Pubblicato il 17 agosto 2012 12:17 | Ultimo aggiornamento: 17 agosto 2012 12:17
luigi de magistris

Luigi De Magistris (Foto Lapresse)

NAPOLI – Scontro a Napoli sul quartiere a luci rosse. Dopo la proposta del sindaco Luigi De Magistris e l’apertura del quartiere Barra a una “free” area dove regolare il mercato della prostituzione, i commenti non si sono fatti attendere.

Come prevedibile i più negativi sono gli esponenti del mondo cattolico: “Il fine di questo discorso è un buono e la proposta del sindaco può essere valutata perché la prostituzione è un fenomeno che andrebbe regolato”, dice Raffaele Cananzi, esponente di spicco del movimento cattolico italiano, ex presidente dell’Azione Cattolica e poi sottosegretario nel II governo Amato.

“Specialmente nelle grandi città, questi fenomeni aumentano e non aiutano gli adolescenti. Ma bisognerebbe trovare la soluzione più umana possibile ed eticamente praticabile. Una volta c’erano le case chiuse poi abrogate con la legge Merlin. Non vorrei che ci fosse un passo indietro rispetto a quella legge e si rischi di abbassare il tono morale. Ma una soluzione occorre”.

Favorevole invece il capogruppo regionale pd Peppe Russo, anche se puntualizza: “Ma ci sono anche problemi più urgenti da risolvere. Il riassetto urbanistico, lo stato generale della spesa pubblica con il quadro insostenibile, dal punto di vista finanziario, delle società miste, l’inefficienza e il costo eccessivo dei servizi pubblico-locali che inevitabilmente finiscono per pesare sulla fiscalità cittadina. A questo bisogna aggiungere come ancora oggi non abbiamo un ciclo industriale certo e autosufficiente per la complessa dei rifiuti urbani”.
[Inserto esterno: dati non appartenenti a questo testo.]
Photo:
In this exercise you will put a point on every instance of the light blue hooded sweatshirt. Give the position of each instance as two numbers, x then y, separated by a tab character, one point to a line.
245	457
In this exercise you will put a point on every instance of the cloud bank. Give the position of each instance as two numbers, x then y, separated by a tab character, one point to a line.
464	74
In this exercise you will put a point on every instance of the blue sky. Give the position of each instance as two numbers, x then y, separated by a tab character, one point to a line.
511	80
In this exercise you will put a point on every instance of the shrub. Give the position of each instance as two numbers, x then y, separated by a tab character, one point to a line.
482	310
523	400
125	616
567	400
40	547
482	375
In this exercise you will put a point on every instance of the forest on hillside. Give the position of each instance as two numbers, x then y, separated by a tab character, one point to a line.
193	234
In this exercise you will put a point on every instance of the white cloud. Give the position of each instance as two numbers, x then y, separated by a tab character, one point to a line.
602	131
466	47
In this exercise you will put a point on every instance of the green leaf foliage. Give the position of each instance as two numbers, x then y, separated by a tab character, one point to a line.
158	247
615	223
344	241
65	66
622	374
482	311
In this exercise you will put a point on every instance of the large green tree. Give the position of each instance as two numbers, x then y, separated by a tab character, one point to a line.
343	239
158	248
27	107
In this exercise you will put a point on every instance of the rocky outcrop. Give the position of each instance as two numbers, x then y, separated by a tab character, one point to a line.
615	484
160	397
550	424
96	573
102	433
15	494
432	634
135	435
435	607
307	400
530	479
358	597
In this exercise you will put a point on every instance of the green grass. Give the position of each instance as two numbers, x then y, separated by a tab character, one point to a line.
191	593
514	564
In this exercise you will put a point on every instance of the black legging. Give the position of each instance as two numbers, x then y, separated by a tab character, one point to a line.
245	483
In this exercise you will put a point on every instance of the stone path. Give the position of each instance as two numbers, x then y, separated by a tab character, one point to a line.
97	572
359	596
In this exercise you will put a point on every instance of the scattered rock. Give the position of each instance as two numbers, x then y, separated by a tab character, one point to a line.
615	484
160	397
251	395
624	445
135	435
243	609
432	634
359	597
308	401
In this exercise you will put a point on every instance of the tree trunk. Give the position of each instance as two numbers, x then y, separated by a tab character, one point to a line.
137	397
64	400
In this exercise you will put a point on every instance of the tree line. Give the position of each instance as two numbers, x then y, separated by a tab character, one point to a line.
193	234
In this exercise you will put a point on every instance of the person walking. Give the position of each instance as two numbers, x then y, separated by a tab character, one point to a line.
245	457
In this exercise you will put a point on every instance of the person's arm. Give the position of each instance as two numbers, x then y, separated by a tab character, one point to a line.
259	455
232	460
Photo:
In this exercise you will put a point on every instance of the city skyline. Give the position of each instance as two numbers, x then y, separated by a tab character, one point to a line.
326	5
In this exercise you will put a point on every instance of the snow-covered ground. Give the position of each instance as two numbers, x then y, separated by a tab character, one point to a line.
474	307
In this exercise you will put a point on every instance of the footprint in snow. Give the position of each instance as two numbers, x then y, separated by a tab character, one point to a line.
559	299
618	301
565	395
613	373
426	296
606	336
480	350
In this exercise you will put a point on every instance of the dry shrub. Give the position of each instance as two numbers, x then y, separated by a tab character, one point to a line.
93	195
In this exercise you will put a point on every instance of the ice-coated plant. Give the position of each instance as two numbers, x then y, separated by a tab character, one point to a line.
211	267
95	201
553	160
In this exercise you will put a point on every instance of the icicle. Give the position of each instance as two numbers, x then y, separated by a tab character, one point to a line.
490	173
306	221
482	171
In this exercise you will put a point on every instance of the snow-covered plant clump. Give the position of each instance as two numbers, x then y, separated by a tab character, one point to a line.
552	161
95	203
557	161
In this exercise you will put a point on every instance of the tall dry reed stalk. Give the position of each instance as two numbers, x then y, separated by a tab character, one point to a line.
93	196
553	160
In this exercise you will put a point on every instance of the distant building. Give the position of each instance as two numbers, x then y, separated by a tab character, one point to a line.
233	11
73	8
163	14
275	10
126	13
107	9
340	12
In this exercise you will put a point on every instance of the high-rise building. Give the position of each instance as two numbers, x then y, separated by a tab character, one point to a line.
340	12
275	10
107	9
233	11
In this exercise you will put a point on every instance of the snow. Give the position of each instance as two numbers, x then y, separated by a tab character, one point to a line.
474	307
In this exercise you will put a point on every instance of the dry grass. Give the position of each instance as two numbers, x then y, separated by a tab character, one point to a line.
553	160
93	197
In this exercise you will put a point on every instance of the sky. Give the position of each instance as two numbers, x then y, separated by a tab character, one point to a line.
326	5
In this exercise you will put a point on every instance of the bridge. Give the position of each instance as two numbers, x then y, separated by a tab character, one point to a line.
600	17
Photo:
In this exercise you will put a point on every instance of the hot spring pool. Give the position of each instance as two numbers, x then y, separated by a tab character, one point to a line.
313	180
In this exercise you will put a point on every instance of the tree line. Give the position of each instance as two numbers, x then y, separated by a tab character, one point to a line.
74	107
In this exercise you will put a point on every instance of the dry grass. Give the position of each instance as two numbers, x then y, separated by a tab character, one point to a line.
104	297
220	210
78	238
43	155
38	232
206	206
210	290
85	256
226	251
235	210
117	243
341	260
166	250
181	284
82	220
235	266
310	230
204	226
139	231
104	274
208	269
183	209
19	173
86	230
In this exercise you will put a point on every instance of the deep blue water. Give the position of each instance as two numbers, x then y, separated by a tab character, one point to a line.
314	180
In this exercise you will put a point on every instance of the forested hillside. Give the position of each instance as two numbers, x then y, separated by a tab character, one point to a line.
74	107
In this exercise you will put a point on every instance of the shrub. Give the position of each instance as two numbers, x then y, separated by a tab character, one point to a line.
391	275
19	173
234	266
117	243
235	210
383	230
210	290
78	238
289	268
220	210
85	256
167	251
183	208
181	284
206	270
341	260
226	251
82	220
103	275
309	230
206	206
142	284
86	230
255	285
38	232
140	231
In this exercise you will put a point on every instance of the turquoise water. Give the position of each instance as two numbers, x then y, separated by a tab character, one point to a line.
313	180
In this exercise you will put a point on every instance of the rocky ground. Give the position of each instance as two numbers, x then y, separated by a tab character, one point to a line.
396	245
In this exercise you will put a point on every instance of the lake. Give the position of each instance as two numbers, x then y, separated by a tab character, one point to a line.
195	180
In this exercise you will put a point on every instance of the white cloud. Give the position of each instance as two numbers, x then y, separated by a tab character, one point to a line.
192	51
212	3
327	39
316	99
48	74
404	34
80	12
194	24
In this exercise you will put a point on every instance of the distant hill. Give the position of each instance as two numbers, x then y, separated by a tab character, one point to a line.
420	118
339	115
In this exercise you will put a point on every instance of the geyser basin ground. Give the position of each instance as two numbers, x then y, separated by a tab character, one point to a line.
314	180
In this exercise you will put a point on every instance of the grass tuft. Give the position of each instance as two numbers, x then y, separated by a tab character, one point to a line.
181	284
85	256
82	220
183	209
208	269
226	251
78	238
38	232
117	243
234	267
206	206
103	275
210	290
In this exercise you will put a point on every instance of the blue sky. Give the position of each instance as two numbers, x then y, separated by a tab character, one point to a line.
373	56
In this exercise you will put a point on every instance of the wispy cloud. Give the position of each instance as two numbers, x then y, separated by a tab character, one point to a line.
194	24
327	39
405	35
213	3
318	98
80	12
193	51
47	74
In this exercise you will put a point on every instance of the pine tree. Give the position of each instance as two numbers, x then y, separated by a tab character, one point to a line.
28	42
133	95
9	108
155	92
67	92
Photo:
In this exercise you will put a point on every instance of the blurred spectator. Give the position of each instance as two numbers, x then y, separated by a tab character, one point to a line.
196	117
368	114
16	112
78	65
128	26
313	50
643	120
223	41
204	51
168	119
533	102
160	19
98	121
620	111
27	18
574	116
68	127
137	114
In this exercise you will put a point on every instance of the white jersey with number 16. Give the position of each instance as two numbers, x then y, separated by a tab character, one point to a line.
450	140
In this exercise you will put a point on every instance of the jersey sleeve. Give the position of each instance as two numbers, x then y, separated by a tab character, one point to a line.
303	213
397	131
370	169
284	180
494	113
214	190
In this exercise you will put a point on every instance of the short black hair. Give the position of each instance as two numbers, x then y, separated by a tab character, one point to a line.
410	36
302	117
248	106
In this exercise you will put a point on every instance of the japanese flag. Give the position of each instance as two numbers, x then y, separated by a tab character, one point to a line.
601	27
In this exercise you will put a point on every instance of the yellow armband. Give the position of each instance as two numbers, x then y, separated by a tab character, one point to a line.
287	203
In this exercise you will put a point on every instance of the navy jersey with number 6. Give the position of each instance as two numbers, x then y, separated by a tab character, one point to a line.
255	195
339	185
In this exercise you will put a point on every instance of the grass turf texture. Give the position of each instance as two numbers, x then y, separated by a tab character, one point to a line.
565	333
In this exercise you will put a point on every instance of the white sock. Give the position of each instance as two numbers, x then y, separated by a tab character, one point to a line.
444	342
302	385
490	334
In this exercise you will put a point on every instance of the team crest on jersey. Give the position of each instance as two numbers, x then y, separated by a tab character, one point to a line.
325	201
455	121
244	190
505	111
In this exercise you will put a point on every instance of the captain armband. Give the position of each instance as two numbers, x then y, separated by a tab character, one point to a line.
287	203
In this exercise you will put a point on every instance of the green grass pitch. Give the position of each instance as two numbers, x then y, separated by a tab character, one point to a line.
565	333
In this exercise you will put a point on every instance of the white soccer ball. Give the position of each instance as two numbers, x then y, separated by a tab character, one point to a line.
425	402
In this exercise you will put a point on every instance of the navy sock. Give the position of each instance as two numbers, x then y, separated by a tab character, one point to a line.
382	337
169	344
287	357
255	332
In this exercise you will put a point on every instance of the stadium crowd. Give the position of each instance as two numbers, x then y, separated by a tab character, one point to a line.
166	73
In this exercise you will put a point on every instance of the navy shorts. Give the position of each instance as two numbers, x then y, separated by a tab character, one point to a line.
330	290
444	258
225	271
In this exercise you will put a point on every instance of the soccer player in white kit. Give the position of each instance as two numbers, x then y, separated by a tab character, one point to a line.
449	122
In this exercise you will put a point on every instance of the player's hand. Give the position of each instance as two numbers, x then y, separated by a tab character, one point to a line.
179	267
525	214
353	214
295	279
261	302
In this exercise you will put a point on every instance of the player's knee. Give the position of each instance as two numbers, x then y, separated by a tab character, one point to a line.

Un commento più duro arriva dal leader dell’opposizione in consiglio comunale Gianni Lettieri. “Non mi meraviglia quindi quest’altra sparata del sindaco. Con il rischio che aumenterà il degrado in cui versa la città. Al sindaco dico: ci sono cose molto più importanti a cui pensare altro che parchi dell’amore”.